程芳的眼神微微一闪,随即笑了起来,伸手拍了拍刘新乾的手背。
那动作亲昵中带着几分讨好,“是啊,刘科真是聪明人,一眼就看出来了,这个项目是我们林总看上的,我找过张县长,你猜他怎么说的?”
刘新乾好奇地问,“张青山?他不是常务副县长吗?这点事办不了?”
程芳摇摇头,脸上露出几分无奈,“他也没办法,那省农贸集团是省企,背景硬得很,根本就不鸟他,人家认的是何凯,是那个杨国栋,是省里的关系,张青山一个副县长,在人家眼里算个屁。”
刘新乾听了,心里有些发虚,干笑着问,“那我能做什么?姐姐,我就是个县纪委的小科长,能量有限啊,张县长都决定不了的事情,我哪有那个本事!”
程芳看着他,眼神里带着一种意味深长的光,“你当然能干事情,这过完年,项目就要开始征地,然后就是招标,你们纪委难道不打算做点什么?”
刘新乾愣了愣,随即反应过来,脸上的笑容变得有些僵硬,“好姐姐,我头顶上还有个纪委书记呢。孙婷那女人,可是从省纪委直接调过来的,厉害得很,上次李彪那事,她几天之内就办得漂漂亮亮,直接移交检察院了。我这……我这在她眼皮底下,能翻出什么浪花?”
程芳不屑地嗤笑一声,“她算什么啊?我估计她现在还是孤家寡人吧,刚来睢山县,人生地不熟,能有多少人听她的?”
刘新乾摇摇头,压低了声音,带着几分忌惮:“姐,今时不同往日了。很多人都已经向她靠拢了,你是不知道,上次黑山镇那个李彪的事情,就是她几天内办的,直接移交检察院了,那速度,那手段,啧啧……还有黑山镇那个纪委书记陈晓刚,也跟着她掺和了一脚,现在在何凯面前红得很。
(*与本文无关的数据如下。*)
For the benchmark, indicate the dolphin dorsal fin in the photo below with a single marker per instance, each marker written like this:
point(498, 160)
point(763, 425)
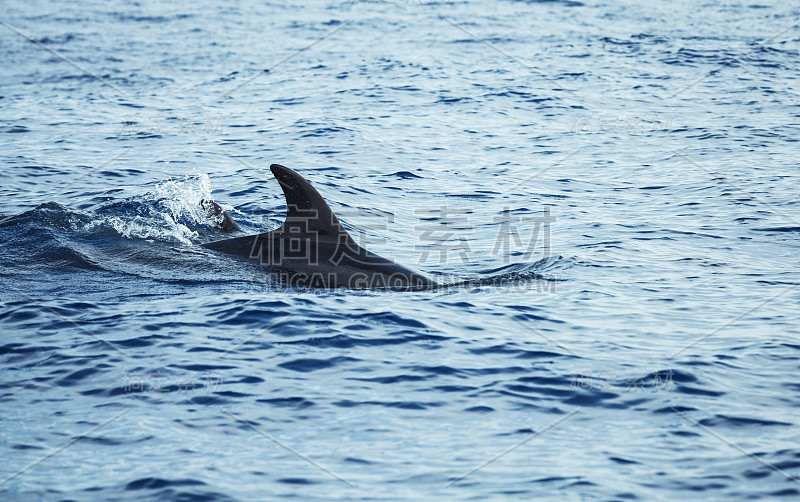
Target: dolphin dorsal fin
point(304, 204)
”
程芳听到陈晓刚的名字,脸上的表情微微一顿,眼神里闪过一丝难以捉摸的光。
刘新乾敏锐地捕捉到了这一丝异常,试探着问,“姐,陈晓刚……你应该和他很熟悉吧?”
程芳没有立刻回答,端起茶杯慢慢喝了一口,目光落在窗外漆黑的夜色中,似乎在回忆什么。
过了几秒,她才收回视线,淡淡一笑,避开了这个话题,“刘科,我可记得,柳荫村边上那个洗煤厂,是你表哥开的吧?”
刘新乾一愣,没想到她话题转得这么快,下意识地点点头,“是……是啊,我表哥承包了好几年了,怎么了?”
程芳看着他,眼神变得专注而锐利,声音却依旧轻柔,“我的想法很简单,将那座洗煤厂买下来。”
刘新乾瞪大了眼睛,脸上露出难以置信的表情,“姐姐,你……你也想当钉子户?”
程芳噗嗤一声笑了出来,笑得花枝乱颤,好一会儿才停下。
他擦了擦眼角笑出的泪花,“刘科,话不能说得那么难听啊,什么钉子户?我这是投资,是产业布局,你放心,我不会让你表哥吃亏的。”
她伸出五根手指,在刘新乾面前晃了晃,“我拿出五十万,这应该够了吧?”
刘新乾的嘴角抽了抽,脸上的表情变得复杂起来。
他搓了搓手,干笑着说,“姐姐,我听我表哥说过,柳荫村那个支书张芳芳找过他,当初说是一百万……”
程芳的笑容瞬间冷了下来,眼神像刀子一样刮过刘新乾的脸。
“刘科,你对我也狮子大张口?”她的声音不高,却带着一股让人后背发凉的寒意。
刘新乾被她这眼神看得心里发毛,连忙摆手解释,“姐姐,不是不是,我就是转述,转述……”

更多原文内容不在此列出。